Milena Jesenská (1896-1944) et Margarete Buber-Neumann (1901-1989)

Palmyre Quennec I Domaine public

Milena Jesenská (1896-1944) et Margarete Buber-Neumann (1901-1989).

Denis Lensel - publié le 30/05/24

Dans "Les Antigones de l’Évangile", Denis Lensel raconte l’histoire de ces femmes qui ont puisé dans leur foi la force de résister. Parmi elles, au cœur de l’Europe d’Hitler et de Staline, Margarete Buber-Neumann et Milena Jesenska, déportées au camp nazi de Ravensbrück, ont pris des risques inouïs pour arracher des mains de leurs bourreaux des innocents destinés à la mort.

Héroïne de l’Antiquité grecque, l’Antigone de Sophocle disait à son bourreau le tyran Créon : “Je ne suis pas née pour haïr, je suis née pour aimer”. Au XXe siècle, des Antigones modernes ont suivi cette voie, elles aussi au péril de leur vie : dissidentes au sens russe du mot, elles ont “pensé autrement” que les ténors du despotisme moderne.
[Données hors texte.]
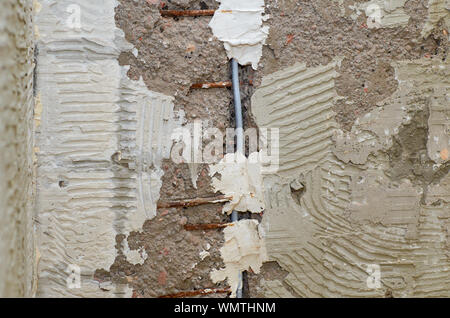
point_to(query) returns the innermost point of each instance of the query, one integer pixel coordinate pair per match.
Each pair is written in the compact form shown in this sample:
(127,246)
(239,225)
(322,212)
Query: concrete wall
(16,109)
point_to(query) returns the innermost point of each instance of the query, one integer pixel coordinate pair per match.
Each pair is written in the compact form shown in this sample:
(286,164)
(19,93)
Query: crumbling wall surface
(101,140)
(16,109)
(359,205)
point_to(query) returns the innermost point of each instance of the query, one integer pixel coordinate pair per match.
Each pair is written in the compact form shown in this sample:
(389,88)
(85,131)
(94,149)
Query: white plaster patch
(241,179)
(134,256)
(382,13)
(239,24)
(243,249)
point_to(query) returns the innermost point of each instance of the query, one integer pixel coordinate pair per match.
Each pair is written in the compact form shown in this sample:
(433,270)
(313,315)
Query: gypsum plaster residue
(101,138)
(382,14)
(243,249)
(239,24)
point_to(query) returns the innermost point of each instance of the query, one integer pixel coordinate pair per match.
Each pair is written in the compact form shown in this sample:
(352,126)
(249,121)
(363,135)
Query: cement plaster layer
(16,141)
(239,24)
(437,10)
(101,140)
(243,250)
(288,95)
(373,198)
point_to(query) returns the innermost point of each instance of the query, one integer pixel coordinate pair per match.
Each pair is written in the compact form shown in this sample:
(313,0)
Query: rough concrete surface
(365,193)
(359,91)
(17,249)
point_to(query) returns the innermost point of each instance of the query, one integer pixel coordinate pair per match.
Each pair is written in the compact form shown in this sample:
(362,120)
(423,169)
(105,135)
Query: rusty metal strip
(206,226)
(206,291)
(193,202)
(186,13)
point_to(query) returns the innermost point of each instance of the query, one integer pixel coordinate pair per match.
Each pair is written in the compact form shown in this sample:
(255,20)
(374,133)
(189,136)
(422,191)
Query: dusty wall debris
(17,250)
(102,139)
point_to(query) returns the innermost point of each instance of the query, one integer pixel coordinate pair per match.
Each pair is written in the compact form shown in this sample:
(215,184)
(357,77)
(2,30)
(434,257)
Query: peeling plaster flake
(437,10)
(243,249)
(241,179)
(134,256)
(239,24)
(101,139)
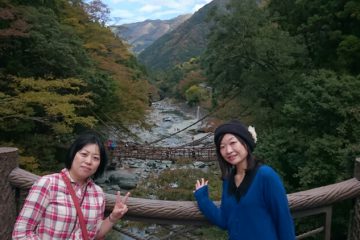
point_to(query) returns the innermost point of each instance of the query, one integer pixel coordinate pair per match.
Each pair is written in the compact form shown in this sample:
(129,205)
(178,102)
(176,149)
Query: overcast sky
(130,11)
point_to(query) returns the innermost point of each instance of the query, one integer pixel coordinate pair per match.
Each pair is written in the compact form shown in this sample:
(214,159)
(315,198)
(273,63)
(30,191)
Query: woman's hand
(201,183)
(120,207)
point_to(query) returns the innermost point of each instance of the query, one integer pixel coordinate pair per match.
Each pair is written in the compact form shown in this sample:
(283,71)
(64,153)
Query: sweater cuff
(201,193)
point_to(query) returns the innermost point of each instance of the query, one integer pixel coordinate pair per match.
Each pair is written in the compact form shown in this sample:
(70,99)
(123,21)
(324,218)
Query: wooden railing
(305,203)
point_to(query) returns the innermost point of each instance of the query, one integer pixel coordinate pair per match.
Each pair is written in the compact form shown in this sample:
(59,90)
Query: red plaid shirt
(49,212)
L’Allemande Margarete Buber-Neumann a apporté un témoignage capital contre les entreprises totalitaires de déshumanisation. 
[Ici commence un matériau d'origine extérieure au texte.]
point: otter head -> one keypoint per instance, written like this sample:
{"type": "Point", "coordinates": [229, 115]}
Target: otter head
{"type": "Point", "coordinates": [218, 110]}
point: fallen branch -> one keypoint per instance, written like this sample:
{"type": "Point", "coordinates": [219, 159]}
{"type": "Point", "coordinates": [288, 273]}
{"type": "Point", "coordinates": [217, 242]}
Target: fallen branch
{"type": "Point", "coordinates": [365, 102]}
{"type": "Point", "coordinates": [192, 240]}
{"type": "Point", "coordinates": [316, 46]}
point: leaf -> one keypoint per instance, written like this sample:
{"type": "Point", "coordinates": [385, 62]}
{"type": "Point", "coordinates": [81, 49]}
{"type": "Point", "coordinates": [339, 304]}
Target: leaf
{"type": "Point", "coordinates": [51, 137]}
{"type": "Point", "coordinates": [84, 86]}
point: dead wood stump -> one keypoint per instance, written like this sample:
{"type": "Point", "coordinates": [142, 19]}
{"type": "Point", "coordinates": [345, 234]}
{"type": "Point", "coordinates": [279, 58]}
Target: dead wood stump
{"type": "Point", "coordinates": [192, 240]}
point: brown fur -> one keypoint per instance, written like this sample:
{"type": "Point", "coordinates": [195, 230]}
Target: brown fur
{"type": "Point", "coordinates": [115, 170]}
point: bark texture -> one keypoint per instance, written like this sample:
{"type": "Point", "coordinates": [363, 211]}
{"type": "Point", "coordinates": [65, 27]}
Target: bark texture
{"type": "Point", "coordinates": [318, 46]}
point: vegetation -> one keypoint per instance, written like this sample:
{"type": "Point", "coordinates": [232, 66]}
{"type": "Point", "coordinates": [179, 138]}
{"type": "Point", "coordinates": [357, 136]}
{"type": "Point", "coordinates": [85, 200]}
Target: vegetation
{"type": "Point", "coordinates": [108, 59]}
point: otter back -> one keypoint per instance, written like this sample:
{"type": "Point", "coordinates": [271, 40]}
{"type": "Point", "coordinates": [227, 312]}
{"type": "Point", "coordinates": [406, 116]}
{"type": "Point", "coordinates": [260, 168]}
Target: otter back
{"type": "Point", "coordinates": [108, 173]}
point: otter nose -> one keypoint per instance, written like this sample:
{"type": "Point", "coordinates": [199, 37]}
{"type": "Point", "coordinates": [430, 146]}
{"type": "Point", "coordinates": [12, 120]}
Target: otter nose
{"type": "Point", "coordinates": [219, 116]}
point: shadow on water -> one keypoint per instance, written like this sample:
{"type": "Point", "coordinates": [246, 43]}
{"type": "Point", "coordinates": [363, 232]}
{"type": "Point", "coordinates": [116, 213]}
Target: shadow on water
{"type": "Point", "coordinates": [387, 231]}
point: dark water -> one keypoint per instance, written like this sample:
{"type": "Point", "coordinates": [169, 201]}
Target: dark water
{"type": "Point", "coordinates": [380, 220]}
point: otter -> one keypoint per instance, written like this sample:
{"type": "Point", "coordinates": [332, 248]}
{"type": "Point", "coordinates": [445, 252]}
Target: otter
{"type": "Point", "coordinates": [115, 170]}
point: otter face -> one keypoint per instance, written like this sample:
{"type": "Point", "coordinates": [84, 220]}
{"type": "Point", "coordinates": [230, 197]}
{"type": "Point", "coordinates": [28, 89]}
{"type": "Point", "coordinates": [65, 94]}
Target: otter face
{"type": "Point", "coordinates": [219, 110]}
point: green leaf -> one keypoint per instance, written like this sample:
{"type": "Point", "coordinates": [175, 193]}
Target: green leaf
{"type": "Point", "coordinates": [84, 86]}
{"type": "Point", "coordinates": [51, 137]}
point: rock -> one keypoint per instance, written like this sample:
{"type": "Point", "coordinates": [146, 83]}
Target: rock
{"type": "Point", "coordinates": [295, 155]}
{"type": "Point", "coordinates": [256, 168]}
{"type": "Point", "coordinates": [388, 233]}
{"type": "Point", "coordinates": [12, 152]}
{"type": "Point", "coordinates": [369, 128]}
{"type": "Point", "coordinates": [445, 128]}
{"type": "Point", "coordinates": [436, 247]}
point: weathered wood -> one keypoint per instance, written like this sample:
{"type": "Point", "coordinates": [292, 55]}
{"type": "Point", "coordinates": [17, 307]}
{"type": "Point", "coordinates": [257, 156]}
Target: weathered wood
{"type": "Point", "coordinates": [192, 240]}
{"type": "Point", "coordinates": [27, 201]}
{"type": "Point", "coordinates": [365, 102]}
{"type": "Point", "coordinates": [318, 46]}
Moments de grâce au Goulag

En arrivant en 1940 au camp de Ravensbrück, Margarete a elle-même déjà fait l’expérience du Goulag soviétique au Kazakhstan, où elle a failli mourir de faim. D’abord belle-fille du philosophe juif Martin Buber, traducteur de la Bible, elle est aussi la veuve de Heinz Neumann, un ancien haut dirigeant de l’Internationale communiste arrêté à Moscou sur ordre de Staline lors de la grande Terreur de 1937. Arrêtée à son tour, Margarete est condamnée à cinq ans de camp de travail “correctif” comme “élément socialement dangereux”. Elle est déportée dans le complexe concentrationnaire de Karaganda. Les détenus y vivent au milieu des détritus… Les femmes transportent des sacs pesant jusqu’à un quintal… Les refus de travail sont punis de mort. Les délateurs sont nombreux : “Ici, on ne peut même pas se fier aux murs”, dit une codétenue. Tombée malade, Margarete crache du sang, et ne se rétablira qu’avec peine.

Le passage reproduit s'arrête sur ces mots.